I’ve been in La Carretera for almost ten years. I’ve killed and hurt more people than I can count. I’ve exchanged dope for guns in abandoned lots, outnumbered ten to one. I’ve carted pounds of blow to Las Vegas all by myself, the stuff hidden in a spare tire. I’ve seen friends and family die in front of me, but I’ve always gotten my shit
done
.

Manny sends me to do something, and no matter what, I
deliver
.

Except now, apparently. Because of some accountant’s daughter from the valley.

I don’t have a plan anymore. I’m supposed to be drugging her, but that ship has sailed.

“My ex did Krav Maga,” the girl next to me says. She’s pretty and decked out in ice that
looks
real. “You look like you do Krav Maga.”

I’m pretty sure that’s a martial art, but it could also be some kind of bongo drum I’ve never heard of.

“I used to,” I hazard. “I’ve been too busy lately, though, so it’s just the gym for now.”

“At least your firm is doing well,” she says. “My ex was a money manager, but then he got caught trading...”

She keeps talking but I’m not paying attention. The band is back on the stage, talking and laughing and picking up their instruments, and I’m wondering if they’re going to start playing again.

I lift my whiskey glass to my mouth again, but it’s empty, and then I realize the girl next to me is looking at me like she expects an answer.

“Really,” I say, the most neutral word I can think of.

She giggles.

“Yeah, he was a real winner,” she says. She purses her lips and looks up at me sideways, through her eyelashes. I hold up my glass.

“I need a refill,” I say. “I’ll be back in a jiff.”

Jiff
seems like a thing Brent would say.

I order another Scotch, and as the bartender is handing it to me, I hear her voice.

“You sure you should be going that hard?”

I turn and there she is.

“You know what sneaks up on people?” I ask her.

“Are you going to say tigers?” she asks. The bartender puts a napkin on the bar as if to remind her what she’s doing, and she orders a club soda with lime.

I raise my eyebrows at her.

“I’m a responsible adult,” she says. “I’m taking a break.”

“It’s because I’m here, isn’t it?” I ask. “Now you feel like a lush when I’m around.”

“There’s no winning with you, is there?” she asks.

We both step away from the bar, and now we’re the only ones standing on this side of the room. Everyone else is finishing dinner, the servers clearing away plates. The band is warming up.

Across the room, the bride and groom are going from table to table, hugging people and shaking hands. I wish I could remember their names. Brent probably knows their names.

“You never did tell me how you know Karen and Eddie,” she says. Her lips close around the straw in her drink and she takes a sip.

Then she licks a droplet from her top lip, and
fuck
it’s distracting.

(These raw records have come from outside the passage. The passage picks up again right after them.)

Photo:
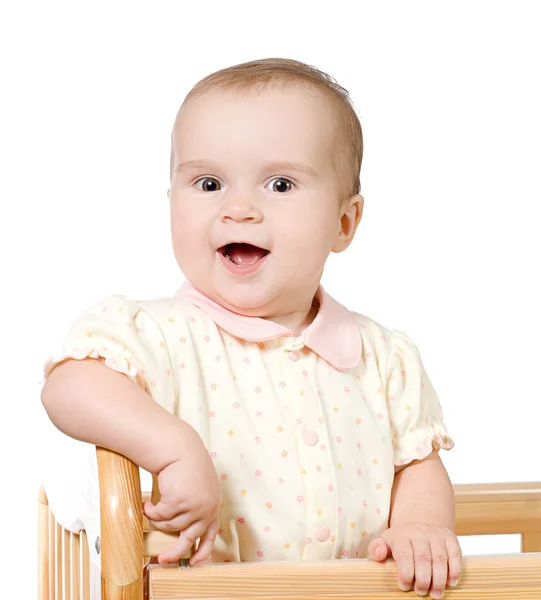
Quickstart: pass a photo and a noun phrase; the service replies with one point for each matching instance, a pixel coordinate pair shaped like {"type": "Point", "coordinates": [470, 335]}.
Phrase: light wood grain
{"type": "Point", "coordinates": [510, 577]}
{"type": "Point", "coordinates": [121, 521]}
{"type": "Point", "coordinates": [43, 546]}
{"type": "Point", "coordinates": [498, 508]}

All I can think about are those lips sliding over the shaft of my cock, that pink tongue flicking the underside.

“I worked with Eddie at his first job out of college,” I say. It seems safe. There’s no way she knows all his coworkers from his boring office job, right?

Instead, she tilts her head to one side.

“When he was a wilderness ranger?” she asks.

I look over at Eddie again. He’s slightly pudgy and barely taller than his wife.

“That’s right,” I say.

“You were a ranger too?” she asks.

“I was his boss,” I say. I’ve had plenty of Scotch by now, so why the fuck not. “I was in charge of all the wilderness rangers in his, uh, division, actually.”

I try to remember everything I know about forest rangers. There’s not much.

My family went camping once before my dad left us, probably when I was seven or eight. I hardly remember it.

“What was your favorite part of being a wilderness ranger?” she asks, her eyes dancing. She takes another sip, and I force myself to look away this time.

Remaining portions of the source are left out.